Elevated C-reactive protein, a marker of systemic inflammation, appeared associated with depression among patients with metastatic lung cancer, according to results of a study published in Cancer.
The results suggest C-reactive protein (CRP) may help identify a subset of patients with lung cancer and depression due to inflammation, as well as help predict responses to treatments that target inflammation or its downstream mediators on the brain.
“Inflammation in lung cancer is associated with depression both in terms of severity and clinical significance,” Daniel C. McFarland, DO, medical oncologist in the department of medicine at Memorial Sloan Kettering Cancer Center, and colleagues wrote. “Both inflammation and depression were elevated and significantly associated in this population of [patients with] lung cancer actively undergoing anticancer treatments.”
Between 16% and 29% of patients with lung cancer experience depression, which exceeds the 15% average in other forms of cancer.
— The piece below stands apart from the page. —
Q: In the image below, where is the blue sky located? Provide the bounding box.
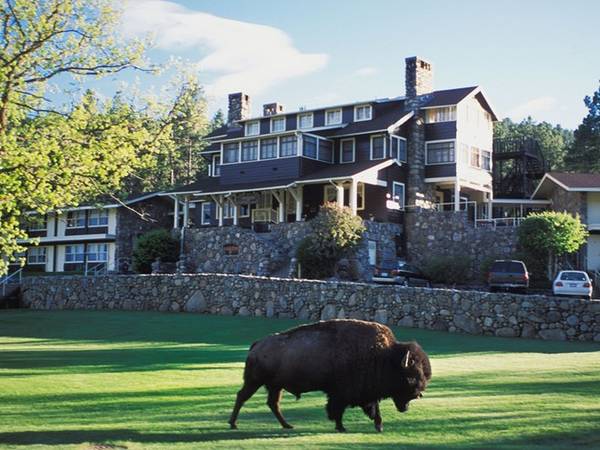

Inflammation may contribute to the high rate because it is present in both cases of lung cancer and depression, researchers wrote.
Researchers sought to identify the relationship between inflammation and depression by analyzing 109 patients (68 women; mean age, 65.9 years) with stage 4 metastatic lung cancer who were actively undergoing treatment.
The cohort included patients with adenocarcinoma non-small cell lung cancer (n = 79; 71.8%), small cell lung cancer (n = 18; 16.5%), squamous cell carcinoma (n = 7; 6.4%), and unspecified disease type (n = 5; 4.6%).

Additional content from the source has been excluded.